2.5 Elimination of ambiguity by integration of audio visual information

Robot audition is not a single technology but is a process consisting of multiple systems. There are a number of elemental technologies for component parts and in addition, component parts vary considerably in their performance. Therefore they need to interact well with each other during processing. Moreover, better interaction enables better functioning of the processes as a whole. Since the ambiguity cannot be eliminated only by acoustic treatment, integration of audiovisual information is the important key for the interaction. There are various levels of information integration, such as temporal, spatial, intermedia and intersystem integration and furthermore hierarchical information integration is required between those levels and within each level. Nakadai et al. have proposed the following audiovisual information integration. At the lowermost level, a speaker is detected from audio signals and lip movement. At the levels above, phoneme recognition and viseme recognition are integrated. At even higher levels, a speaker position and 3D position of the face are integrated. At the topmost level, speaker identification / verification and face identification / verification are integrated.
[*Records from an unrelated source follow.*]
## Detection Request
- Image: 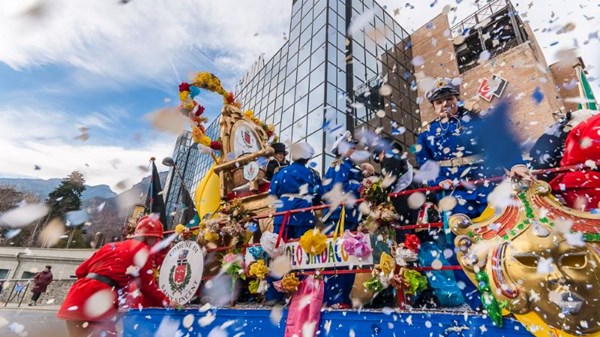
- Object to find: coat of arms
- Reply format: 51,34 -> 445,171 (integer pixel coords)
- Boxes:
169,249 -> 192,292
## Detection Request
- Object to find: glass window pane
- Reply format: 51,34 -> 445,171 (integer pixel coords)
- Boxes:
314,0 -> 326,16
280,126 -> 292,143
308,108 -> 324,134
310,62 -> 325,87
308,83 -> 324,112
293,115 -> 307,140
295,95 -> 308,118
311,43 -> 326,63
312,26 -> 326,51
297,59 -> 310,83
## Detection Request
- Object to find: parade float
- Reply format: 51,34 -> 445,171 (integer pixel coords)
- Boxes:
122,73 -> 600,337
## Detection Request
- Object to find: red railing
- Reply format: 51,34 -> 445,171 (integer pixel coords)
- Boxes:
173,160 -> 600,276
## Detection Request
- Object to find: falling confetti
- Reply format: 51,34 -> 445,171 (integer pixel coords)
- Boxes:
84,289 -> 115,318
37,218 -> 65,247
0,203 -> 48,228
531,87 -> 544,104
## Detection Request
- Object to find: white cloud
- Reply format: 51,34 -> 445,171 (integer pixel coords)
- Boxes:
0,0 -> 291,87
0,106 -> 174,189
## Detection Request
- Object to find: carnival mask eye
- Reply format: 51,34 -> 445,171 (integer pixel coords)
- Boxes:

Of course, not only information integration at the same level but also interactions such as bottom-up or top-down processing is possible. Generally sound mixture processing is an ill-posed problem. In order to obtain more complete solutions, it would be necessary to have some assumptions such as the assumption of sparseness. Sparseness in a time domain, sparseness in a frequency domain, sparseness in a 3D space and furthermore sparseness in a feature space are possible. Note that the success or failure of such information integration depends not only on design of the sparseness but also on performance of individual elemental technologies.